Real Yankees get high on hot dogs asshole.
Spring training begins on Saturday, which is good, because baseball could use a fresh start. Not just the green-grass, blue-sky, hope-springs-eternal-everywhere-but-Pittsburgh-and-Kansas-City kind of fresh start that we get every year, either. No, baseball needs a genuinely new beginning, because the last two decades or so have been a trial.
Perhaps the revelation that Alex Rodriguez was among the sport's many users of performance-enhancing drugs -- revealed by Sports Illustrated over the weekend, and vaguely confirmed by Rodriguez on Monday -- is the beginning of the end of the game's distorted and superficial era. If so, good riddance.
The New York Yankees star is going to rewrite all kinds of records, health permitting; baseball hoped he would, if only to scrub a confirmed cheater like Barry Bonds from the books. But now the man known as A-Rod is just another face on the sport's anti-Mt. Rushmore, along with Bonds, Roger Clemens, and Mark McGwire. The era's icons have fallen from grace, one by one.
Rodriguez's inclusion in that group was not so much surprising as it was, in retrospect, inevitable.
Between Roger Maris's record-breaking 61 home runs in 1961 and the strike of 1994, three men in Major League Baseball hit 50 home runs in a season: Willie Mays in 1965, George Foster in 1977, and Cecil Fielder in 1990. Nobody else joined the club, but that was fine. Baseball was popular anyway.
Then came the strike, which wiped out the World Series (and, in time, the Montreal Expos). That was the same year Netscape Navigator became the most popular browser of the still-emerging Internet, and the same year the first PlayStation gaming console was released. The ensuing explosion in all of popular culture -- personal computers, video games, the whole whiz-bang parade -- sharpened the fight for the entertainment dollar.
Baseball has always been the opera of sports, or at least the theatre. Baseball is subtle, refined. Basketball and football and NASCAR are, by comparison, movies and video games and TV. That, in addition to actual movies, video games and television, was the playing field baseball faced.
As The Washington Post's Thomas Boswell has noted, fans were chanting "steroids, steroids" at Jose Canseco in 1988. But under pressure, the cancer was allowed to spread. Baseball's overlords provided the lax regulatory environment; the players' union defended that same unmonitored sandbox; general managers and teams looked away; and a whole mess of players took full advantage of it all.
Between 1995 and 2008, there were 23 different 50-homer seasons -- three by Mr. Rodriguez -- including six 60-homer years, and two at 70-plus. It was cartoon baseball. In exchange for cash and relevance, baseball sold its soul.
(It was a profitable sale, it should be said. Last year, baseball's revenues hit US$6.5-billion and nearly caught the mighty National Football League, where positive steroid tests remain generally ignored.)
And in all that time, there was never a star who seemed quite as soulless as the man newly minted as A-Fraud, among other unflattering nicknames.

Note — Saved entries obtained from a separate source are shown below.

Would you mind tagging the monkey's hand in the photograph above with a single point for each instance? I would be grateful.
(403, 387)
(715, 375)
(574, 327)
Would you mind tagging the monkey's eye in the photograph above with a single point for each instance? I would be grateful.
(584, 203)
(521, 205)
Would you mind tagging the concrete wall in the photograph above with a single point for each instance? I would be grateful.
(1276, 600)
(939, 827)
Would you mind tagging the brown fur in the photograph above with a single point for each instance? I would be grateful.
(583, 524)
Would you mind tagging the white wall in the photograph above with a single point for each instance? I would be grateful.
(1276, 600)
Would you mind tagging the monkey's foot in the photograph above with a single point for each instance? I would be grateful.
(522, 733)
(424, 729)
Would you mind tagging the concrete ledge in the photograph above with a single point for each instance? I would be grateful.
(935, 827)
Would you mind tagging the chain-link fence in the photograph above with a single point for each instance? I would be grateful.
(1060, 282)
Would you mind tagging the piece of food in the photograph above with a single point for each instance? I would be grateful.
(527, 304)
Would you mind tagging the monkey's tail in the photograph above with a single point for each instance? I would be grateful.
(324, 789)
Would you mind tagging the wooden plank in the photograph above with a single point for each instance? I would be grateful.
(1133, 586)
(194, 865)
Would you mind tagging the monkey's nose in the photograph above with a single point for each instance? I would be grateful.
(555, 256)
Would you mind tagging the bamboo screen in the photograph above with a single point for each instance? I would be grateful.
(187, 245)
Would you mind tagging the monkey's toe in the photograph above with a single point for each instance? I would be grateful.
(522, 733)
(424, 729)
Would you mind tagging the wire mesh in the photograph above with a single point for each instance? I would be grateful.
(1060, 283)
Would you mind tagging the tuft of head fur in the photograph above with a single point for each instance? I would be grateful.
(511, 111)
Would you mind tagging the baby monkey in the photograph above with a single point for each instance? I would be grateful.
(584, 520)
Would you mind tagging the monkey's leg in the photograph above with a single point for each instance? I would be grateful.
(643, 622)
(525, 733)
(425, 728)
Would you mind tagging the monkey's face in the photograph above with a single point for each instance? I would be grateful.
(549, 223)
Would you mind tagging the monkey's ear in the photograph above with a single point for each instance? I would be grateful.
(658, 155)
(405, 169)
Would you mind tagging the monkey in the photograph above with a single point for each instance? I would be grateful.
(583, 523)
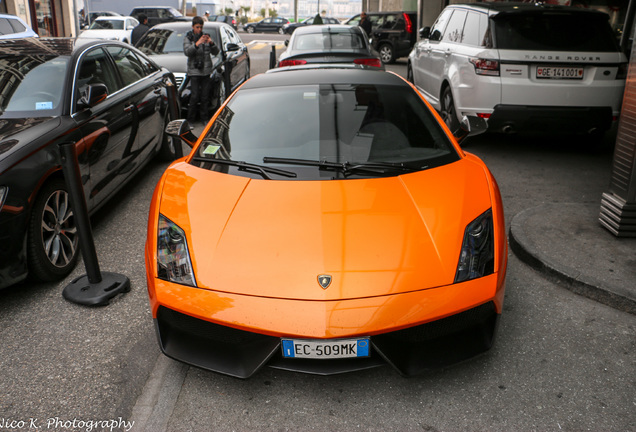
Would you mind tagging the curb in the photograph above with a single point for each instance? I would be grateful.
(524, 248)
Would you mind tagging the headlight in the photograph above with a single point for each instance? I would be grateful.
(3, 194)
(173, 258)
(477, 257)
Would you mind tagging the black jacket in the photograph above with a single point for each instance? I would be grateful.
(137, 33)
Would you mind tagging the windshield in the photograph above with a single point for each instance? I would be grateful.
(107, 25)
(158, 41)
(341, 123)
(554, 31)
(328, 41)
(30, 86)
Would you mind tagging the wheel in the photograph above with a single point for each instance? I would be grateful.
(448, 112)
(52, 237)
(247, 72)
(168, 149)
(221, 94)
(386, 53)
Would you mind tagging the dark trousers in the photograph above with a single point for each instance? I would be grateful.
(199, 98)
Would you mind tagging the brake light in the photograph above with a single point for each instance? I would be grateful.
(409, 24)
(284, 63)
(368, 62)
(486, 67)
(622, 71)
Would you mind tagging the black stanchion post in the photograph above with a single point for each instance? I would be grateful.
(173, 107)
(96, 288)
(272, 57)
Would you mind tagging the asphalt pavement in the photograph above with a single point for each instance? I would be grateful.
(566, 242)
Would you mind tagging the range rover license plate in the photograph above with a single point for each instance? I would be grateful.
(551, 72)
(325, 349)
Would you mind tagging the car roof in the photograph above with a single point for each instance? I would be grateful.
(517, 7)
(187, 25)
(113, 18)
(323, 75)
(47, 46)
(331, 28)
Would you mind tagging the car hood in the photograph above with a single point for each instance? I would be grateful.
(16, 133)
(105, 34)
(373, 237)
(174, 62)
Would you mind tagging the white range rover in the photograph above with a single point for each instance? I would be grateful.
(522, 66)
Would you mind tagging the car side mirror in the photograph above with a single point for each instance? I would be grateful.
(95, 93)
(470, 126)
(181, 129)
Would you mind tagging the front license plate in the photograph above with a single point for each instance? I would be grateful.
(551, 72)
(325, 349)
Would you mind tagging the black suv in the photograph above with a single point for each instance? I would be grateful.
(158, 14)
(227, 19)
(393, 33)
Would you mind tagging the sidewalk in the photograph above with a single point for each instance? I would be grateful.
(568, 244)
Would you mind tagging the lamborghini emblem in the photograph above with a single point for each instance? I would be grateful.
(324, 281)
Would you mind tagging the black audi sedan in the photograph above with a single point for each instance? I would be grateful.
(104, 96)
(163, 43)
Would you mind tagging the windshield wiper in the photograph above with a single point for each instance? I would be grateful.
(347, 168)
(248, 167)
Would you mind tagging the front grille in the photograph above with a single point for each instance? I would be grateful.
(180, 78)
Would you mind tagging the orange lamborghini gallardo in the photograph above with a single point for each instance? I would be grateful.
(326, 221)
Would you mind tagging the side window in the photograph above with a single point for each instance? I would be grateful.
(95, 68)
(473, 33)
(17, 26)
(455, 29)
(376, 21)
(130, 67)
(225, 38)
(440, 25)
(390, 21)
(5, 27)
(234, 37)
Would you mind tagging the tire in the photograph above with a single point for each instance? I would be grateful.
(448, 112)
(52, 237)
(221, 93)
(387, 55)
(247, 72)
(168, 149)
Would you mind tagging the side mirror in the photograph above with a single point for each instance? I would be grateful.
(95, 93)
(470, 126)
(181, 129)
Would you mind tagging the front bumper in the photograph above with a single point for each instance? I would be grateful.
(412, 332)
(550, 119)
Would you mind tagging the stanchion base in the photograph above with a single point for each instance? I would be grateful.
(83, 292)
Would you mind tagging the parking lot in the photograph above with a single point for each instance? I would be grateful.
(561, 361)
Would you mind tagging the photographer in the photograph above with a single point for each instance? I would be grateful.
(199, 47)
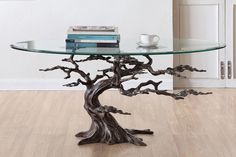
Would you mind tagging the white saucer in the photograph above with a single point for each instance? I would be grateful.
(147, 45)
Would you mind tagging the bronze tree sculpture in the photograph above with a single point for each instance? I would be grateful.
(104, 127)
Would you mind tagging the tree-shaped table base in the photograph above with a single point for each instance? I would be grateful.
(104, 127)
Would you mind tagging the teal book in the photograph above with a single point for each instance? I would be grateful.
(93, 37)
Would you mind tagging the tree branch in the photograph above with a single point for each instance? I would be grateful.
(134, 91)
(95, 57)
(68, 71)
(110, 109)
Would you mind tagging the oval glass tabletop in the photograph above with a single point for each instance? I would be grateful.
(177, 46)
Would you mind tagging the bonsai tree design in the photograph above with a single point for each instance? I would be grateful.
(104, 127)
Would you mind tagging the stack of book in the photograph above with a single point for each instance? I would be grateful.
(92, 36)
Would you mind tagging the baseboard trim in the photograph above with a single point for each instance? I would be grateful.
(57, 84)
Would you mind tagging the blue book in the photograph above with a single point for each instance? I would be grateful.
(93, 37)
(72, 45)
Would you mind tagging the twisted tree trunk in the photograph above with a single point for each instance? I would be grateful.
(104, 127)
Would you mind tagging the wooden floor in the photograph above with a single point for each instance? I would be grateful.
(43, 124)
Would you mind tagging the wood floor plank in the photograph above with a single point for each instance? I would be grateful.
(43, 123)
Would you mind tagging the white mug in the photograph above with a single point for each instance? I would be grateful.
(148, 39)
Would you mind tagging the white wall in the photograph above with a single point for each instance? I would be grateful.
(49, 19)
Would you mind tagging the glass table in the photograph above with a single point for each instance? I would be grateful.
(124, 67)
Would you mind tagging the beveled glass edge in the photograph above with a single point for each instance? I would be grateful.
(221, 46)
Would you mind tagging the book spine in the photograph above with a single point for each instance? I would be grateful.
(93, 37)
(91, 41)
(71, 45)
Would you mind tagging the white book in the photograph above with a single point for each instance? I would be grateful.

Even in his silence-breaking, control-the-message interview with ESPN on Monday, he looked alien: Oompa Loompa orange and pink-lipped, rehearsed and opaque.
As imperfect as he might be, however, baseball still hoped Rodriguez would erase Bonds as a Yankee, on the biggest stage in sports. Now that chase will be a drawn-out version of Bonds's torture march. The difference between Rodriguez and the other fallen icons -- Clemens, McGwire, Bonds -- is that the others were all near the end or done when the toxic news arrived. Rodriguez, 33, signed a 10-year, US$275-million extension last year, with US$6-million bonuses for each new rung reached on the career home run list. He is not going away.
The tangible effects of this latest revelation, however, will be difficult to measure. Baseball has set attendance records in four of its past five seasons, and its revenues continue to mushroom. Baseball has historically done well in economic lulls. There will be exceptions -- probably Toronto, for one -- but as James Earl Jones intoned in Field of Dreams, people will come.
And yet it feels like over the past 10 years or so the role of baseball as America's pure sporting love has been irrevocably altered, doesn't it? By the end of George W. Bush's eight years in office, Americans were simply ready to start again; maybe baseball has reached that point of exhaustion, too.
If we're lucky, this will result in renewed appreciation of baseball as it was; maybe the old giants -- Hank Aaron and Ted Williams, Jimmie Foxx and Mickey Mantle, Stan Musial and Joe DiMaggio, Willie Mays and the Babe -- will regain any stature lost in the flood. And maybe this is the bookend of grand and sordid revelations -- beginning with McGwire's use of a performance enhancer during his 70-homer season in 1998, and ending somewhere close to here.
Spring training has always been about hope, from the very start. Count that as the biggest hope of all.